Aber ich persönlich finde es unsinnig, weil m.M. nach ein Kind erst dann zum sauber werden animiert werden sollte, wenn es auch seine Ausscheidung bewußt steuern kann, und das ist erst weit nach dem 1. Geburtstag... Vorher ist m.M. nach reine Glückssache..klar, je öfter ich es auf den Topf setze, da wird schon mal irgendwann was reingehen...
Ansonsten ist es grundsätzlich gut, das Kind vorher schon mal an das Töpfchen zu gewöhnen, das es zum Alltag dazu gehört...
LG sanma

Beitrag von lilalaus2000 25.04.11 - 21:37 Uhr

Ach versuchen kann man es ja - so sind die babys das gewöhnt. Wenn sie gut sitzen können.

Es schadet ja nichts, daher ist das ja ok.

Beitrag von nana13 25.04.11 - 21:38 Uhr

Hallo,

gebe mal topfit oder windelferei im internet ich glaube urbia hat auch einen bericht darüber.

evt macht ja deine bekannte es.

meine kleine hat sich extrem beim wickeln gewehrt als sie 7 monate alt wurde, da kam ich darauf, eine zeitlang habe ich es gemacht und war sehr erstaunt wie gut das klappte, aber später hat sie sich verweigert und nun lassen wir es wider.

seit ein paar tage wehrt sie sich wider sehr stark, und wen sie kein fieber mehr hat werde ich es wider versuchen ob sie dazu lust hat.

wen ich es früher gelesen hätte, würde ich es wie beschrieben praktizieren.

lg nana

Beitrag von magdalena70 27.04.11 - 13:03 Uhr

Das ist doch schon eher spät ;-)
Kommt jdenfalls immer auf die dahinterliegende Haltung der Mutter an und auf das WIE.
Wir praktizieren windelfrei mit unserem Sohn seit kurz nach seiner Geburt.

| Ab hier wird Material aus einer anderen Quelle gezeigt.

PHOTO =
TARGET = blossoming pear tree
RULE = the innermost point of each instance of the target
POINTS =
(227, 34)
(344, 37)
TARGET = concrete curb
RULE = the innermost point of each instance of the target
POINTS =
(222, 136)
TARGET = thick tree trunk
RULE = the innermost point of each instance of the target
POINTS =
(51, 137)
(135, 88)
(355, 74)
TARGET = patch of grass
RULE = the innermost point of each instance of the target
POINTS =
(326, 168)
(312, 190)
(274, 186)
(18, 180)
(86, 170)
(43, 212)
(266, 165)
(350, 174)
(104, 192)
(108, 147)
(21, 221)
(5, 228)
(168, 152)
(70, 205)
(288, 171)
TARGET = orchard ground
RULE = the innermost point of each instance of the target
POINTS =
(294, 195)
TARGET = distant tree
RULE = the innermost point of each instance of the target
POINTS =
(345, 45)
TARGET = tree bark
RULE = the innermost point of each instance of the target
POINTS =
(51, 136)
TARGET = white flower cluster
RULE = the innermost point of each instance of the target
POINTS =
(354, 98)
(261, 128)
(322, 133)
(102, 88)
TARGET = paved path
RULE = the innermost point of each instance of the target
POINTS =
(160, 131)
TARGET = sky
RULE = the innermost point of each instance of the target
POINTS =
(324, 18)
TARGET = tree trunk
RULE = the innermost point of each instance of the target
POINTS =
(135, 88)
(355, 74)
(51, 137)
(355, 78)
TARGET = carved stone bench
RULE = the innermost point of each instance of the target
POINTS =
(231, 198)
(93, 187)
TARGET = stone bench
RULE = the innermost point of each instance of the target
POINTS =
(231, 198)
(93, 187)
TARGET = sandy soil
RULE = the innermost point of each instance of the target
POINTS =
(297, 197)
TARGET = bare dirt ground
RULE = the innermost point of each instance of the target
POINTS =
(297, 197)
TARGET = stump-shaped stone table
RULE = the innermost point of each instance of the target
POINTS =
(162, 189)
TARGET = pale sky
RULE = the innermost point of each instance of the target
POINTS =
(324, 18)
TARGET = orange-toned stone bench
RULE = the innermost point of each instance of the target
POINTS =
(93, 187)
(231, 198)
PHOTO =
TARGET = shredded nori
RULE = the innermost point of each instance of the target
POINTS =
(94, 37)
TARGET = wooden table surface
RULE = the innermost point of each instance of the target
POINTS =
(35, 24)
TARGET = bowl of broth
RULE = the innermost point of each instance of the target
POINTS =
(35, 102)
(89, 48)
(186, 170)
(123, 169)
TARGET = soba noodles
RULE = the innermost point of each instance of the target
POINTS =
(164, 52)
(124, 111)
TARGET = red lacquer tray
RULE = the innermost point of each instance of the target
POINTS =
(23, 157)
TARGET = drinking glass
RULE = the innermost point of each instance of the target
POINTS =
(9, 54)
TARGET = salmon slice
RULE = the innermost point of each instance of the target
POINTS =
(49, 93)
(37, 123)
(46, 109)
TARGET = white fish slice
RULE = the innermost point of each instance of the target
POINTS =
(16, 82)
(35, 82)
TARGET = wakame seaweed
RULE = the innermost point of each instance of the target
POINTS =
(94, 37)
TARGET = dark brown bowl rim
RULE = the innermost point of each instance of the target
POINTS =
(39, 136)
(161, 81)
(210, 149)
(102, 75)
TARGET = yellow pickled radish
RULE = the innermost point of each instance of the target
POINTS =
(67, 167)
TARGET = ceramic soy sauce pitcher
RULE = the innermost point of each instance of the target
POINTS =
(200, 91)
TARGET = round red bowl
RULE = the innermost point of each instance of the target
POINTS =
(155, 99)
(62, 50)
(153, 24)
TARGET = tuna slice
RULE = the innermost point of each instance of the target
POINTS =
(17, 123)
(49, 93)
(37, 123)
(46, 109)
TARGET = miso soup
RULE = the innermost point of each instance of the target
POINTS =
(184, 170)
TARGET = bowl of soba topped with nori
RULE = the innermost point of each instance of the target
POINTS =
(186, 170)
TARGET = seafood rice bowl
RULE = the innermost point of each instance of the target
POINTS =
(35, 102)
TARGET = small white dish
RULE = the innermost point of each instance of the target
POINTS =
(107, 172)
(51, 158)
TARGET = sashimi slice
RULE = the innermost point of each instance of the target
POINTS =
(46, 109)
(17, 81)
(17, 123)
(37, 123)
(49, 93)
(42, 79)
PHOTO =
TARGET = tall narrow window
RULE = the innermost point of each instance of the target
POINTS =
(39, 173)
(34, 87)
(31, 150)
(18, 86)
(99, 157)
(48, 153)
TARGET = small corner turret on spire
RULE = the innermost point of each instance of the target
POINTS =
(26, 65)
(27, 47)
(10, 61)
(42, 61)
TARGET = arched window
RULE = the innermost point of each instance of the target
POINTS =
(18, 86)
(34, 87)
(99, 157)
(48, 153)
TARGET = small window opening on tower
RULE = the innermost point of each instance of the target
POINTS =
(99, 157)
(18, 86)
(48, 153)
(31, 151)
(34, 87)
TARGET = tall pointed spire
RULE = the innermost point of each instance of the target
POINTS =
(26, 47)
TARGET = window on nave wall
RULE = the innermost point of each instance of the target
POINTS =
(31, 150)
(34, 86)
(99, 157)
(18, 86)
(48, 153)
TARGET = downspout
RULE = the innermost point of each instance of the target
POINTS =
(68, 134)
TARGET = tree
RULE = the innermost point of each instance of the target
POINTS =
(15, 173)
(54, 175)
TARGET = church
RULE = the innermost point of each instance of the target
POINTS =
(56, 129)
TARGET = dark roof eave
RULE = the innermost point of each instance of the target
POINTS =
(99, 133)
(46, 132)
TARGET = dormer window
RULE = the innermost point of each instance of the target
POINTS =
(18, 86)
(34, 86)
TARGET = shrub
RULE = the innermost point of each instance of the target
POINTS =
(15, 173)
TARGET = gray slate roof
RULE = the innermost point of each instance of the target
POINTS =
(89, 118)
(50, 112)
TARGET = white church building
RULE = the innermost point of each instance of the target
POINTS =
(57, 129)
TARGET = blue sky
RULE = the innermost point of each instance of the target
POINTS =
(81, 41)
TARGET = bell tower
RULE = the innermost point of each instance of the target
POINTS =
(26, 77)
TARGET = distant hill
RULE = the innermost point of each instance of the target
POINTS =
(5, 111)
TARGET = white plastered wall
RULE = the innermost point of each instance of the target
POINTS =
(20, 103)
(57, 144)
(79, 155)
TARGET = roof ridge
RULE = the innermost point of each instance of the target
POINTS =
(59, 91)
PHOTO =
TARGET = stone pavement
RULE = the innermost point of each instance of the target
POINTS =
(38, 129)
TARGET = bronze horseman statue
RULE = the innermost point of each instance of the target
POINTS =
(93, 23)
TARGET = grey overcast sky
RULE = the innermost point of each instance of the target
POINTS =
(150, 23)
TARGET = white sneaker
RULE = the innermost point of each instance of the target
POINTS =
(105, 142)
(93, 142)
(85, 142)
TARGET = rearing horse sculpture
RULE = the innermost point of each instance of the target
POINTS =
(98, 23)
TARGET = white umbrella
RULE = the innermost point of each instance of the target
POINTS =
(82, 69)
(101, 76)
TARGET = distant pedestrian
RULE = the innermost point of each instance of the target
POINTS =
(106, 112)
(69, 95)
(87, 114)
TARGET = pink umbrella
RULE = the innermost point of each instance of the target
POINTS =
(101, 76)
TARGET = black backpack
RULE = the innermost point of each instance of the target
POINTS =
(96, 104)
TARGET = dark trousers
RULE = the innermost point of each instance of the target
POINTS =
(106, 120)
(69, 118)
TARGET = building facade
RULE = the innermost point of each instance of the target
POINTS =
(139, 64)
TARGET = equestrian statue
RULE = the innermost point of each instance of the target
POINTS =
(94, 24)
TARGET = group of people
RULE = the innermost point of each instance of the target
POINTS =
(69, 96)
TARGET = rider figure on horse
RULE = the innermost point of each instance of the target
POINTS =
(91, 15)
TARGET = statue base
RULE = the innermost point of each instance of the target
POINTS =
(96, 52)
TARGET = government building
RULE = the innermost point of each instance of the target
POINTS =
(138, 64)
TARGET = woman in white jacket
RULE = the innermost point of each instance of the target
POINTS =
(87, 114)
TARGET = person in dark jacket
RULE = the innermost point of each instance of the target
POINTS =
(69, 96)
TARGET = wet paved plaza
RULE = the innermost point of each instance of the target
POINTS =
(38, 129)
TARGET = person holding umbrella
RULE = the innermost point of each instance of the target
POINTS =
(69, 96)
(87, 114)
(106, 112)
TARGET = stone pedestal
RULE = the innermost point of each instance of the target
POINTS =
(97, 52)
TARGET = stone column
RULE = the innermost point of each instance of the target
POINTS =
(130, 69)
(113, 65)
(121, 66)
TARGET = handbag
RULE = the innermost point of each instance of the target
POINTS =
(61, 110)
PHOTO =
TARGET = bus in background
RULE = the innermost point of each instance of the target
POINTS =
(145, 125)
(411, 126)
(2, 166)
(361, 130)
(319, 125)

Babys zeigen nämlich ihre Ausscheidungsbedürfnisse an - im Gegensatz zu dem, was uns die Windelindustrie weismachen will. So beten das "Babys-unter-einem-Jahr-können-noch-nicht-ihre-Ausscheidungen-kontrollieren" sogar die Kinderärzte hinunter, ganz einfach, weil das Wissen bei uns kaum noch existiert. Das ist jedoch in vielen Ländern der Erde ganz anders und in weiten Teilen Indiens, Asiens, Afrika und auch bei den Inuit käme keiner auf die Idee, Kinder in Windeln zu packen. Jedes Tier hat das Bedürfnis, sein Nest sauber zu halten. Warum sollten Menschenkinder die große Ausnahme sein?
Jedenfalls nimmt mich unsere Kinderärztin mit "windelfrei" ernst und hat sich gleich bei der U4 den Buchtitel zum Selberlesen notiert: "Es geht auch ohne Windeln". #schein
Und unser Sohn lacht beim Abhalten kurz vorm Pieseln. Tu ich ihm damit nun weh? #kratz Warum sollte ich ihn nicht in seinen Signalen ernstnehmen? Wer sagt mir, dass ich ihm dann nicht viel mehr schaden würde? Warum ihm eine Windel als Mobilklo antrainieren, wenn es nicht sein muss?
Uns macht es jedenfalls allen Freude, spart den Geldbeutel, schont die Umwelt, er hat keine Hautausschläge und das alles ohne Zwang. Deshalb fühle ich mich aber nun nicht als Übermutter, nur weil ich versuche, offen für Ansätze zu sein,die mir logisch und nachvollziehbar erscheinen.